Pffuiou ! Fait chaud… Et cette chaleur excessive ne favorise pas la réflexion… Mon projet de Club des Misogynes s’en ressent ; j’ai même pas encore rédigé le premier article de la charte. Un club des misogynes, il y en a déjà eu un à Oxford, dans les années vingt, à Balliol ou Hertford, je crois, vraisemblablement pas à Corpus Christi.
Un club d’esthètes raffinés qui cultivaient l’homosexualité, à une époque où ça faisait encore partie de l’attirail d’un jeune étudiant snob de préférer les garçons. Ils ne pouvaient pas prévoir, les pauvres mignons, qu’un jour Noël Mamère se mettrait en tête de les marier entre eux. Si on le leur avait dit, ils se seraient tapés sur les cuisses comme des folles, car ces gens-là avaient de l’humour, beaucoup plus que leurs descendants.
Notre misogynie à nous -les quelques membres de ce club forcément restreint- serait différente, plus exigeante, volontaire !
Pitié pour les femmes : je vous le demande, quel est le mérite de Montherlant ? Il a ça dans le sang, il ne les aime pas. D’autant moins qu’il est obligé de faire semblant de les apprécier.

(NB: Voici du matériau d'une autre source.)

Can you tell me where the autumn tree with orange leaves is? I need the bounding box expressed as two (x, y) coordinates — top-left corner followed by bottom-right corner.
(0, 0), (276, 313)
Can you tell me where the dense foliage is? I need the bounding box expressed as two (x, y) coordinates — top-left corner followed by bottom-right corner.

Tandis que moi, pour peu qu’une femme ait de belles jambes, de beaux pieds, de beaux genoux et de belles fesses, je suis à sa merci, désarmé. Or, je dois me prémunir contre cette nouvelle espèce de femmes redoutables qui voudraient les transformer en animaux de compagnie dociles. En se prévalant de supposés sévices que leurs aïeules auraient subis de la part de mâles assoiffés de coïts brutaux. Sans se demander une seconde si elles ne sont pas les dindes de cette fable, si, au contraire, leurs aïeules n’étaient pas plus heureuses qu’elles, à ne pas faire caissières chez Franprix.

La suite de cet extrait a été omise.